Edición 20 • 15 al 21de mayo de 2005
Hoy es miércoles, 8 de febrero de 2012

Beatificación de la Hermana Ascensión Nicol Goñi
Fundadora de la Misioneras Dominicas del Rosario

Hermana Milagros Vélez, O.P.
Para EL VISITANTE

El 14 de mayo [ayer], víspera de la fiesta de Pentecostés, tendrá lugar en la Basílica de San Pedro, Roma, la ceremonia de Beatificación de Madre Ascensión Nicol Goñi, fundadora de la Congregación de Misioneras Dominicas del Rosario y pionera en la tarea de promoción de la mujer desde su compromiso misionero en la selva peruana. Al ser declarada Beata, Ascensión Nicol es presentada públicamente a los cristianos como modelo de mujer consagrada que vivió de manera coherente y extraordinaria los valores del evangelio.

Deseamos que este acontecimiento sea para los seguidores y seguidoras de Jesús una oportunidad privilegiada para reavivar nuestro compromiso misionero y nuestra opción por los más necesitados. Para cada una de nosotras como Misioneras Dominicas del Rosario, esta beatificación constituye un momento significativo que acogemos como una llamada a dar un nuevo impulso a nuestra vida en todas sus dimensiones.

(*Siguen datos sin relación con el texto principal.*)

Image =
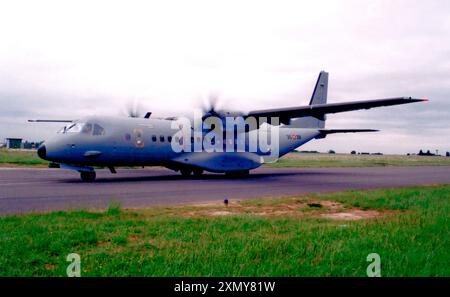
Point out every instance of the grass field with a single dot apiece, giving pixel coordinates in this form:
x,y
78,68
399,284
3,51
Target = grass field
x,y
315,235
347,160
14,158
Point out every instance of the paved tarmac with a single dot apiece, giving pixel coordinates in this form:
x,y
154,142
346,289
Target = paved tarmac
x,y
41,190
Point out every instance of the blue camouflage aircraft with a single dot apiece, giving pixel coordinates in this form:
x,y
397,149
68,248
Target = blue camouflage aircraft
x,y
133,141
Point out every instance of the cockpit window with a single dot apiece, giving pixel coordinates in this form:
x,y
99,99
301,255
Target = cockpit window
x,y
98,130
74,128
87,128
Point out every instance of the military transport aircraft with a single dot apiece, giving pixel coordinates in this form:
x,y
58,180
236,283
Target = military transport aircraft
x,y
131,141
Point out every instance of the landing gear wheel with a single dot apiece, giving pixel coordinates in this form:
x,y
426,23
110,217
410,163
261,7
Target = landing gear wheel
x,y
87,176
198,172
240,173
186,172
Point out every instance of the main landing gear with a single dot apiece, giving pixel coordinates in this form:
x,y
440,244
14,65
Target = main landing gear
x,y
188,171
237,174
88,176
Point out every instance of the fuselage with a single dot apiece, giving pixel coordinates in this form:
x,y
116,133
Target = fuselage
x,y
117,141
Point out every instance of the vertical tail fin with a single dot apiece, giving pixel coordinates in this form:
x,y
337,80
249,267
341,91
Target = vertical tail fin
x,y
319,96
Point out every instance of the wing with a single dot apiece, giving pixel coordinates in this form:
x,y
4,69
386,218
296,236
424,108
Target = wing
x,y
319,110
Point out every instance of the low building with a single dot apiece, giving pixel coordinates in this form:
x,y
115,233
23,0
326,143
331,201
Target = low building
x,y
13,143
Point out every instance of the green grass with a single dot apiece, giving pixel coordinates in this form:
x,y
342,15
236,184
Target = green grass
x,y
21,158
412,238
30,159
346,160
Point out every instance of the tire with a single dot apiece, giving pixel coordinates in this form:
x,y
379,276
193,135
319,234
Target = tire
x,y
237,174
198,172
186,172
88,177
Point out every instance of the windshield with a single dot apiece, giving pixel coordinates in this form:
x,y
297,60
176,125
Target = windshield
x,y
86,128
76,128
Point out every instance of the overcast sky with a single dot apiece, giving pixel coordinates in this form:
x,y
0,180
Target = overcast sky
x,y
64,61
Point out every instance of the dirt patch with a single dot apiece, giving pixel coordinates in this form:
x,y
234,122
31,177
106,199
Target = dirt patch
x,y
352,215
292,207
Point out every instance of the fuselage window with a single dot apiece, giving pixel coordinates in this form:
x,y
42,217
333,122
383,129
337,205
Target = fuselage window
x,y
87,128
98,130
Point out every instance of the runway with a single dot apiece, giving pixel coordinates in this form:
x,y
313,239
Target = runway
x,y
41,190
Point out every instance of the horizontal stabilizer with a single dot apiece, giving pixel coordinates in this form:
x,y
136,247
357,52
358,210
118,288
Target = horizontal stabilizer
x,y
325,132
319,110
50,121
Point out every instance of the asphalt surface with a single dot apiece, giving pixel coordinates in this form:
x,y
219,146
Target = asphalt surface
x,y
40,190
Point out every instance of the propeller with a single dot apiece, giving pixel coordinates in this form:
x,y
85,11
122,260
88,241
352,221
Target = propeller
x,y
210,107
132,109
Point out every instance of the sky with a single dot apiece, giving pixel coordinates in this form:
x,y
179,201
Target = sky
x,y
66,60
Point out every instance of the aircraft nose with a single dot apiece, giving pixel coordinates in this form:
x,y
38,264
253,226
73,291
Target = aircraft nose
x,y
42,152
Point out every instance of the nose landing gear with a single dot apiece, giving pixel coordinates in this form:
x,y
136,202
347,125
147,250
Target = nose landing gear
x,y
87,176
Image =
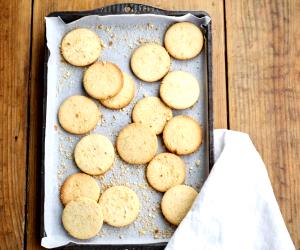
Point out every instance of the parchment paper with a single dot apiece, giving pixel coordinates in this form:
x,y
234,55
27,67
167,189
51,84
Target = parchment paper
x,y
121,35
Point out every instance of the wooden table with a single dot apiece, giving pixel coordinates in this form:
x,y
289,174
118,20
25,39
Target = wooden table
x,y
256,75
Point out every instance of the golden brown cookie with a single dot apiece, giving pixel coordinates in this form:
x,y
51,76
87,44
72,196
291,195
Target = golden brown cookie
x,y
78,114
137,144
176,203
103,80
183,40
150,62
79,185
165,171
182,135
124,97
81,47
120,206
82,218
179,90
94,154
152,112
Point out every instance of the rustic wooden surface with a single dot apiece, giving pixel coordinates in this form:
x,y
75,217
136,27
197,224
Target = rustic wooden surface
x,y
40,10
258,77
14,74
263,55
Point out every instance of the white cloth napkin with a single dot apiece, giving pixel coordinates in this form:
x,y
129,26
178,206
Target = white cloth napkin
x,y
236,208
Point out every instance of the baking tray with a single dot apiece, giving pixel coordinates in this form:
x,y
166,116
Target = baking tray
x,y
131,8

Ascensión Nicol nace en Tafalla, una pequeña ciudad de Navarra, España, el l4 de marzo de 1868, en el seno de una familia sencilla, marcada por una fuerte tradición religiosa. Sus padres le llevaron al colegio-internado de Santa Rosa de Huesca para ser educada como buena mujer y buena cristiana. Para ella, el contacto con la vida religiosa dominicana creó en ella un interrogante sobre su vocación. Después de un discernimiento serio ingresa en el noviciado de las Hermanas Dominicas del convento de Santa Rosa de Huesca. Durante el tiempo de permanencia en esta ciudad se dedica a la educación de la juventud.

En el 1913, a los 44 años de edad se ofrece para ir de misionera al Vicariato Apostólico de Urubamba y Madre de Dios (en Perú). Ascensión fue la primera misionera que ingresó en la selva peruana para dedicarse a la promoción humana y cristiana de la mujer en su propio ambiente socio-cultural. Junto a Mons. Ramón Zubieta, O.P., Vicario Apostólico de Urubamba y Madre Dios, en el 1918 fundó la Congregación de Misioneras Dominicas del Rosario, cuyo carisma es “Evangelizar a los pobres en aquellas situaciones misioneras donde la Iglesia más nos necesite”.

Hoy, siguiendo las huellas de Ascensión Nicol, las Misioneras Dominicas nos sentimos llamadas a renovar nuestra opción por el pobre, a traspasar fronteras, colocando la tienda de la misericordia y la compasión en los contextos más necesitados, y aprendiendo a acoger la diversidad de culturas como riqueza de lo que Dios ha hecho surgir en los distintos pueblos.

Las Misioneras Dominicas del Rosario estamos presente en todos los Continentes. Hermanas de 24 nacionalidades, repartidas en 142 comunidades en 22 países, intentamos continuar el carisma misionero que el Espíritu suscitó en Ascensión Nicol y Ramón Zubieta.

La Congregación se estableció en Puerto Rico el 24 de febrero de 1954. Son 51 años de entrega generosa, dedicación y servicio al pueblo puertorriqueño, el que tan buena acogida nos ha dado siempre y del que estamos muy agradecidas. En la actualidad, somos un grupo de 16 que estamos presentes en Hato Rey, en el Colegio Lourdes; en Gurabo, en el barrio Celada; y en Mayagüez y Toa Baja, en los barrios Sabana Seca y Campanillas.

Junto al pueblo de Puerto Rico deseamos vivir este acontecimiento y darle sentido, como un verdadero paso del Señor en nuestra Congregación y en nuestras vidas. Queremos agradecer al Señor y al pueblo de Puerto Rico, el compartir con nosotras la alegría de esta beatificación.